The answer to this entire issue is simple. Be it Google or be it a University or group of Universities; be it individuals or entire business groups, theft is theft and I, for one, am not willing to allow my copyrights to fall into public domain without a fight.
R A Dumas
P. S. thank you, Victoria, for an interesting article.
Lynette, you can go to HathiTrust and search on yourself or your book titles.
I just searched on myself, and found one of my books, although "Full view is not available for this item
due to copyright © restrictions."
The Authors Guild has found the author of one of HathiTrust's "orphans", apparently without much trouble.
How can you find out if a work of yours is being used this way?
Is there any way to join the suit? I discovered back when the Google project broke that Google had scanned books of mine that were a) in print and b) I was easily found. Nobody bothered to look. Wrong on every level. Still angry.
Have blogged about it (linking to this post) at my LJ:
http://e-moon60.livejournal.com w/title "Institutional Theft: Google and Academic Libraries"
This is a classic case of shoot first and ask forgiveness later on the part of the universities. You would think there would be at least one person on staff who raised objections to this project. I suspect we are going to continue to see these types of lawsuits as the world becomes ever more digitized.

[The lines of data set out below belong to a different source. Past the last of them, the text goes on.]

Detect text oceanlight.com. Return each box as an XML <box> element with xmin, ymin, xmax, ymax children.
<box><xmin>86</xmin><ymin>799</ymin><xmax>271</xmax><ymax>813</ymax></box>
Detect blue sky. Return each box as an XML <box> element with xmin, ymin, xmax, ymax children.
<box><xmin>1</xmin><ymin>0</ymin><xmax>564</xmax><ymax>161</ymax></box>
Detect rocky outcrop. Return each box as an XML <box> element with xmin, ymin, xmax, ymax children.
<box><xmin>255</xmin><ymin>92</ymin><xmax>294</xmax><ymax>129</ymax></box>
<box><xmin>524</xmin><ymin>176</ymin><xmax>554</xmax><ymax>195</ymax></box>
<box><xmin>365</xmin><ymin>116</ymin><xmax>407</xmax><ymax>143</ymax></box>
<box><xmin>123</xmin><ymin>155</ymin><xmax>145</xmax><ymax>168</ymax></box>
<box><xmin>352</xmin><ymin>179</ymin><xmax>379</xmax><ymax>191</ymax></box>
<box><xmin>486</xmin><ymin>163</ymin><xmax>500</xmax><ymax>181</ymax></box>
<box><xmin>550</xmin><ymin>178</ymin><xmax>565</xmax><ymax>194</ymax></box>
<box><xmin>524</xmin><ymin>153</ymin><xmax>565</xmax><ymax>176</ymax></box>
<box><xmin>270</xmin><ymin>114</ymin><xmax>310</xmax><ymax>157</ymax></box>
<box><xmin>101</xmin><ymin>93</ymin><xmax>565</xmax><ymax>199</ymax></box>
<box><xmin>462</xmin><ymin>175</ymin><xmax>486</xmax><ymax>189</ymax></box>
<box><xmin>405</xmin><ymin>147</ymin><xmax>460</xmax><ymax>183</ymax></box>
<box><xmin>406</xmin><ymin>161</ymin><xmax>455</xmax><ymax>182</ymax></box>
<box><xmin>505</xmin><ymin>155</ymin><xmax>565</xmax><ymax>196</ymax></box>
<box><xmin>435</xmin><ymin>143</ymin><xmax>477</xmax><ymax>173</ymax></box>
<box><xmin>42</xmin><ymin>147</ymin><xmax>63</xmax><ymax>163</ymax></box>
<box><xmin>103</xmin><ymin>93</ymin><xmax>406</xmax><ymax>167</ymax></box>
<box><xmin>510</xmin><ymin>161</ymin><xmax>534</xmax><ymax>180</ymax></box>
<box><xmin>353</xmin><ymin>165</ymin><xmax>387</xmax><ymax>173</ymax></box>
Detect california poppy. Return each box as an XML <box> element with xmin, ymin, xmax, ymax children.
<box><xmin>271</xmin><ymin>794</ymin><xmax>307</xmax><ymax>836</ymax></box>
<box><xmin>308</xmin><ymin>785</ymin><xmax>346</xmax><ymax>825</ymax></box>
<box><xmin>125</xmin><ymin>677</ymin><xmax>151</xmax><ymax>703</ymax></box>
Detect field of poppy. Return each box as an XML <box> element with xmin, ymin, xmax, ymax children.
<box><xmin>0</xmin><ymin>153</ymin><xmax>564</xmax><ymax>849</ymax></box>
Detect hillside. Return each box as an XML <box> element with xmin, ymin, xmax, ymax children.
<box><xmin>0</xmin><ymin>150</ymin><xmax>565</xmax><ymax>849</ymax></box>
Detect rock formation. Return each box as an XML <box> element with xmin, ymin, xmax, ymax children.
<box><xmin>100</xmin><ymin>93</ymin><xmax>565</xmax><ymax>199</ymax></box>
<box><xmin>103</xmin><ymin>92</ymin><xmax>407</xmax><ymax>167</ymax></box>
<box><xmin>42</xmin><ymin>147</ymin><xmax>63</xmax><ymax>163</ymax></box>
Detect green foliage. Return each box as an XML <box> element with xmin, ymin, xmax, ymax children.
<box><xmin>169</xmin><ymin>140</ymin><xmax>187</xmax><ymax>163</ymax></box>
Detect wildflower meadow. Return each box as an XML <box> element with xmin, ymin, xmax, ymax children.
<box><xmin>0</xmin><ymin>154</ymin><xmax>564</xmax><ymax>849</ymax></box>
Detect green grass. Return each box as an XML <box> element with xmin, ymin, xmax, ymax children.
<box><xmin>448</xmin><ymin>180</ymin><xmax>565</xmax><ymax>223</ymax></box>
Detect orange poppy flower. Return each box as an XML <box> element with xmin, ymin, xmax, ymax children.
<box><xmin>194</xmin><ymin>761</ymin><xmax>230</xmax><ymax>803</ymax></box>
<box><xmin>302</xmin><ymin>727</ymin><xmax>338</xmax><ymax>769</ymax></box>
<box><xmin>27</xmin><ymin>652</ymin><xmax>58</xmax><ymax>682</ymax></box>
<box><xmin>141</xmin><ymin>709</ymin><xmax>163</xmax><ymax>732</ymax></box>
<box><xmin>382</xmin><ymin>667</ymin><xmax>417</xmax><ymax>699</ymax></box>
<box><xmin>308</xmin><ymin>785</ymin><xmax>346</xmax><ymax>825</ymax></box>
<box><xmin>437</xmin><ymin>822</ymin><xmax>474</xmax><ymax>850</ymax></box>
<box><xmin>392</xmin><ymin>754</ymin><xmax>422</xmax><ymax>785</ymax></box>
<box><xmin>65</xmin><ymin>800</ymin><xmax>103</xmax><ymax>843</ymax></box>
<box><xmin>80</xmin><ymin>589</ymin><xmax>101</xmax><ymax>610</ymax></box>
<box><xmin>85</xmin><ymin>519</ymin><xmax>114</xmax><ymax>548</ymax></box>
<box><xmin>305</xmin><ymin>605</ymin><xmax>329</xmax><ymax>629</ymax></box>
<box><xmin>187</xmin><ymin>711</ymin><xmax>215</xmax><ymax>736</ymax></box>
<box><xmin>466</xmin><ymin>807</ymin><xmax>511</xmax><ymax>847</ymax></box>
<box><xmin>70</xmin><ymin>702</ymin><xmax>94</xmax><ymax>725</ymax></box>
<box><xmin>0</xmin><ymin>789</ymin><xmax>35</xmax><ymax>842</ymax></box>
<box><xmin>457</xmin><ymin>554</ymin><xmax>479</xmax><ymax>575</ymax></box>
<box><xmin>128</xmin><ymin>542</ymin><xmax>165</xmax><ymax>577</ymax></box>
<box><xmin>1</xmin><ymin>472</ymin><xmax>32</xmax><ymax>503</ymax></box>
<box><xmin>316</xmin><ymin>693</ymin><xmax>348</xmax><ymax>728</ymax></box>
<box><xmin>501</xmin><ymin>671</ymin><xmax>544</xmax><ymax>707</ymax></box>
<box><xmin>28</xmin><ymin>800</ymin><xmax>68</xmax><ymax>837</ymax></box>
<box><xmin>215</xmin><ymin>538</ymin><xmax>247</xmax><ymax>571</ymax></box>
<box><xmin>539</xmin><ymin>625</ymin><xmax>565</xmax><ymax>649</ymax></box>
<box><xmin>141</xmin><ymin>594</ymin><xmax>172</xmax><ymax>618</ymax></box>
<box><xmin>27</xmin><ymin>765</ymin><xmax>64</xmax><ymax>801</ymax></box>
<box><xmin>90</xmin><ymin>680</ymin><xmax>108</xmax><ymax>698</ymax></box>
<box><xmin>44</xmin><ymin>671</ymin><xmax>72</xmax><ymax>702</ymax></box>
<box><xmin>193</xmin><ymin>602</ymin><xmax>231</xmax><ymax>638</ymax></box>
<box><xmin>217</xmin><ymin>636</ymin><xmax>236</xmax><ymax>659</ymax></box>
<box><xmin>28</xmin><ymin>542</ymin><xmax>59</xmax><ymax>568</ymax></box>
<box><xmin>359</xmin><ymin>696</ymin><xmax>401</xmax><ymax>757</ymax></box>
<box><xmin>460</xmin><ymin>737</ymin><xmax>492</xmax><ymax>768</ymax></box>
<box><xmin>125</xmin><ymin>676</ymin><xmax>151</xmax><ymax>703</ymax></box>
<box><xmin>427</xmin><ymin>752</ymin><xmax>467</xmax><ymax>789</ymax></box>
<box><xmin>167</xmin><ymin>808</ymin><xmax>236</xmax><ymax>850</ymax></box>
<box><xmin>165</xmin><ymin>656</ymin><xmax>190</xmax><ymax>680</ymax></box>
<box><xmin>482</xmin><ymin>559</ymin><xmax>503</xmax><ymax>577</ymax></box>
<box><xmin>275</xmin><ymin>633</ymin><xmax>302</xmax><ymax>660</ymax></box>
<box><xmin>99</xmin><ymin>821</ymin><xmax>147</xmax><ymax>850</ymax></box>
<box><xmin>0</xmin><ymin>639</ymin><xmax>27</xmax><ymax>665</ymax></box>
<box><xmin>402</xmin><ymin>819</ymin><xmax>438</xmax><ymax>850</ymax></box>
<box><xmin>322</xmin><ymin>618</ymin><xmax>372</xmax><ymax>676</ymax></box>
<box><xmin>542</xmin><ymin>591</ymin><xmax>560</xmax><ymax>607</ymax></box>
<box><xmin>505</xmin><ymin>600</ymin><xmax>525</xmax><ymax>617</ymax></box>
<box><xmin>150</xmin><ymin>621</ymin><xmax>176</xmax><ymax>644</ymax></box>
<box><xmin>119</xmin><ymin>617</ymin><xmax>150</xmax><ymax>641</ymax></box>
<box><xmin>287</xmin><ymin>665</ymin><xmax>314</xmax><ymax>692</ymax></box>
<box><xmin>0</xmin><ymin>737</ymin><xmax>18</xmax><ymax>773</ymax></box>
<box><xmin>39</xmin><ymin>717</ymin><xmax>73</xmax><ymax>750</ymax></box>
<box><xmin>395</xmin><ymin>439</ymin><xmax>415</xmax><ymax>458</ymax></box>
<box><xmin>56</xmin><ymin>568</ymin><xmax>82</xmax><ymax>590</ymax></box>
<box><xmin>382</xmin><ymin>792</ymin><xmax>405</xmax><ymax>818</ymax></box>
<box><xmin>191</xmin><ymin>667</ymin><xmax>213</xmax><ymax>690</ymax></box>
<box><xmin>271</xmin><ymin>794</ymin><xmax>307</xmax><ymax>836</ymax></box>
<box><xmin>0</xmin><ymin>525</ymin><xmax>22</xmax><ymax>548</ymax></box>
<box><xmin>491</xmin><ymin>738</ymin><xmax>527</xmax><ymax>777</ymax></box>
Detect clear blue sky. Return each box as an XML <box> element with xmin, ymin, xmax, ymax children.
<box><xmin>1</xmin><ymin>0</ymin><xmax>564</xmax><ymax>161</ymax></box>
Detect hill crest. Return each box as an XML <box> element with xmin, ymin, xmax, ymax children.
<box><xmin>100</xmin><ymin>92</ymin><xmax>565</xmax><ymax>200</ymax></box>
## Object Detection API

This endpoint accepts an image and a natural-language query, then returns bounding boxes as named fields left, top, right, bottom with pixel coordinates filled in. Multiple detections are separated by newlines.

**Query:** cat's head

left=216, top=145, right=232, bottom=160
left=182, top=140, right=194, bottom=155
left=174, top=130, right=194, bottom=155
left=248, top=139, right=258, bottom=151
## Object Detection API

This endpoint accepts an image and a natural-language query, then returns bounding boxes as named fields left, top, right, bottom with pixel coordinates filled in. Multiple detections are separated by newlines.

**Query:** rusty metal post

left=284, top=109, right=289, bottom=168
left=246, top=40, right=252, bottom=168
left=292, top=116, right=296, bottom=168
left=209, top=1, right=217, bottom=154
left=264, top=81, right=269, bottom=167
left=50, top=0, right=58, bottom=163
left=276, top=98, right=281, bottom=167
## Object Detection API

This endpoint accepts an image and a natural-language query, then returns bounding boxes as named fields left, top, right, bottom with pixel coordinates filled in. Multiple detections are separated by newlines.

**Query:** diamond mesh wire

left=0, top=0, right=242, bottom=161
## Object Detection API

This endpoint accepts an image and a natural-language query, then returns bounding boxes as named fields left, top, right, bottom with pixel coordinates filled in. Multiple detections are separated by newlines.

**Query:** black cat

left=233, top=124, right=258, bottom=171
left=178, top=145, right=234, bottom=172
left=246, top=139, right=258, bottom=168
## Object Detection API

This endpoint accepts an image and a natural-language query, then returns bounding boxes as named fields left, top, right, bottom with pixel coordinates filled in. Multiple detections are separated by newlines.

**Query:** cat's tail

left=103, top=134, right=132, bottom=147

The University of Michigan's current list of proposed orphan works is here:
http://orphanworks.hathitrust.org/Search/Home?page=2&use_dismax=1&page=1
but I am sure there will be more, on an ongoing basis. Note, they are not proposing to give you any money whatever if you discover your books were declared orphans and distributed without your consent.
British copyright activist Gillian Spraggs comments on Grimmelman's blog that she easily traced the agent for one of the British authors of the proposed "orphans." Also, one of the "orphan" criteria is supposed to be that the books are not available on Amazon or Bookfinder, yet she is finding some there–at reasonable prices. See her entire comment.
Recently I was looking for some information online and came across an Osprey book somebody had posted in its entirety on a torrent site. Osprey is a small niche publisher that does very detailed books about aspects of the military. No doubt in a few years everyone will be wondering what happened to them and why there aren't any more Osprey books….
*sigh*
Forgot to say, the Boston Public Library has also announced that they are distributing copyrighted works.
I have been expecting such a suit ever since the libraries started to publicly announce that they are distributing scans of copyrighted books.
By the way, the Internet Archive is now doing it too–is anyone suing them? As far as I know they are not using Google scans, but ones they made or obtained elsewhere. But it's the same issue.
Another issue is that there are umpteen print-on-demand publishers who are downloading scans from such sources, printing books from the scans, and selling them for profit. This includes many copyrighted books as well as public domain ones. If someone "lends" a book scan to just one individual or business, or posts it anywhere on the net, soon it can be, and often is, all over the place.
Is there any way to find out if a work you're involved with is included? If not, how are you supposed to claim your orphans?
James Grimmelmann, one of the most objective commentators on the Google Book Settlement, has written an informative blog post analyzing the lawsuit and its implications.
The libraries had to have seen this coming…Indeed, the Orphan Works Project comes across as a deliberate attempt to test boundaries, perhaps even an attempt to provoke a suit so that the first orphan works battle would be fought on ground of the libraries’ own choosing…
The suit gives Congress yet another excuse to keep well clear of orphan works. And it shakes out the fault lines in a new way: the Authors Guild has now apparently flipped from being the authors’ group most in favor of quick orphan works action to being the authors’ group most against it. Where the publishers will end up when the dust settles has yet to be seen.